Par infirmation du jugement la cour retient que l’Association la Chalouette Autisme Essonne ne rapporte pas la preuve qui lui incombe des fautes graves reprochées à la salariée et juge que le licenciement est en conséquence dépourvu de cause réelle et sérieuse.
Aux termes de l’article L 1235-3 du code du travail Mme [I] qui comptabilisait plus de 10 ans d’ancienneté peut prétendre à une indemnité pour licenciement sans cause réelle et sérieuse comprise entre 3 et 10 mois de salaires.
Elle justifie de sa prise en charge par Pôle emploi et de sa qualité de travailleur handicapé.

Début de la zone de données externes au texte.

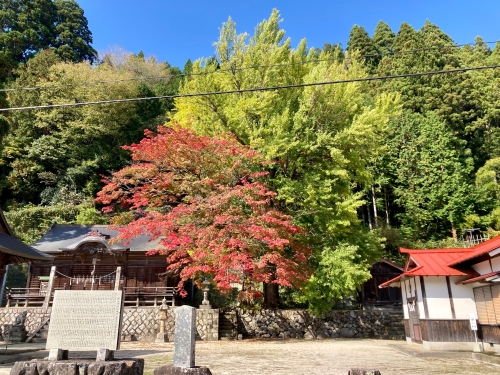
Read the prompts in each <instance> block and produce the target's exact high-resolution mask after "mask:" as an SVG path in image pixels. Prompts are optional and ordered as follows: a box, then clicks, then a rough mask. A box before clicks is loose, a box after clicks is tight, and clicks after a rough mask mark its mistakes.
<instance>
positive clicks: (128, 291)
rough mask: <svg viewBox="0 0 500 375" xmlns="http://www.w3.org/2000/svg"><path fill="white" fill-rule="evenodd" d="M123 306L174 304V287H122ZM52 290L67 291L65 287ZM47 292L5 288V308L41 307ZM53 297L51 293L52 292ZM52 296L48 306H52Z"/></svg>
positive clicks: (37, 288)
mask: <svg viewBox="0 0 500 375" xmlns="http://www.w3.org/2000/svg"><path fill="white" fill-rule="evenodd" d="M121 289H122V290H123V291H124V292H125V301H124V303H125V306H136V307H139V306H159V305H160V304H161V303H162V300H163V298H165V299H166V300H167V304H168V305H171V306H173V305H174V304H175V296H176V288H174V287H123V288H121ZM54 290H69V289H68V288H66V286H64V287H62V288H54V289H53V291H54ZM46 294H47V290H43V289H40V288H7V291H6V303H5V307H29V306H32V307H35V306H42V305H43V302H44V300H45V297H46ZM52 295H53V292H52ZM52 295H51V300H50V304H52Z"/></svg>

Il y a en conséquence lieu d’évaluer son préjudice à la somme de 18 000 euros et de condamner l’Association la Chalouette Autisme Essonne au paiement des sommes de:
— 18 000 euros à titre d’indemnité pour licenciement sans cause réelle et sérieuse
de licenciement.
— 10 861,03 euros à titre d’indemnité de licenciement,
— 3 890,52 euros au titre du préavis,
— 389,05 euros au titre des congés payés sur préavis.
Mme [I] qui affirme avoir subi un préjudice moral du fait des accusations et du licenciement pour des faits qu’elle n’a pas commis, ne justifie pas d’un préjudice distinct de celui réparé en application des dispositions de l’article L 1235-3 du code du travail ni de circonstances vexatoires ayant entouré le licenciement.
Elle est en conséquence déboutée de demandes faites à ce titre.
En application des dispositions de l’article L1235-4 du code du travail, il y a lieu d’ordonner le remboursement par l’employeur à France Travail des indemnités de chômage éventuellement versées au salarié licencié à compter de son licenciement dans la limite des 6 mois prévus par la loi.
La cour rappelle par ailleurs que les sommes de nature salariale porteront intérêts au taux légal à compter de la date de réception par l’employeur de sa convocation devant le bureau de conciliation du conseil des prud’hommes, et que les autres sommes à caractère indemnitaire porteront intérêts au taux légal à compter de la décision qui les alloue.
Pour faire valoir ses droits en cause d’appel Mme [I] a dû exposer des frais qu’il serait inéquitable de laisser à sa charge.
L’Association la Chalouette Autisme Essonne sera en conséquence condamnée à lui payer la somme de 2 500 euros en application des dispositions de l’article 700 du code de procédure civile, outre les dépens.
PAR CES MOTIFS
La cour
INFIRME le jugement en toutes ses dispositions,
Statuant à nouveau et y ajoutant,
DIT que le licenciement est dépourvu de cause réelle et sérieuse,
CONDAMNE l’Association la Chalouette Autisme Essonne à payer à Mme [O] [I] les sommes de:
— 18 000 euros à titre d’indemnité pour licenciement sans cause réelle et sérieuse de licenciement.
— 10 861,03 euros à titre d’indemnité de licenciement,
— 3 890,52 euros au titre du préavis,
— 389,05 euros au titre des congés payés sur préavis.
DÉBOUTE Mme [O] [I] de sa demande de dommages et intérêts pour préjudice moral.
ORDONNE le remboursement par l’Association la Chalouette Autisme Essonne à France Travail des indemnités de chômage éventuellement versées à Mme [O] [I] dans la limite de 6 mois.
RAPPELLE que les sommes de nature salariale porteront intérêts au taux légal à compter de la date de réception par l’employeur de sa convocation devant le bureau de conciliation du conseil des prud’hommes, et que les autres sommes à caractère indemnitaire porteront intérêts au taux légal à compter de la décision qui les alloue.
CONDAMNE l’Association la Chalouette Autisme Essonne à payer à Mme [O] [I] la somme de 2 500 euros au titre de l’article 700 du code de procédure civile.
CONDAMNE l’Association la Chalouette Autisme Essonne aux dépens.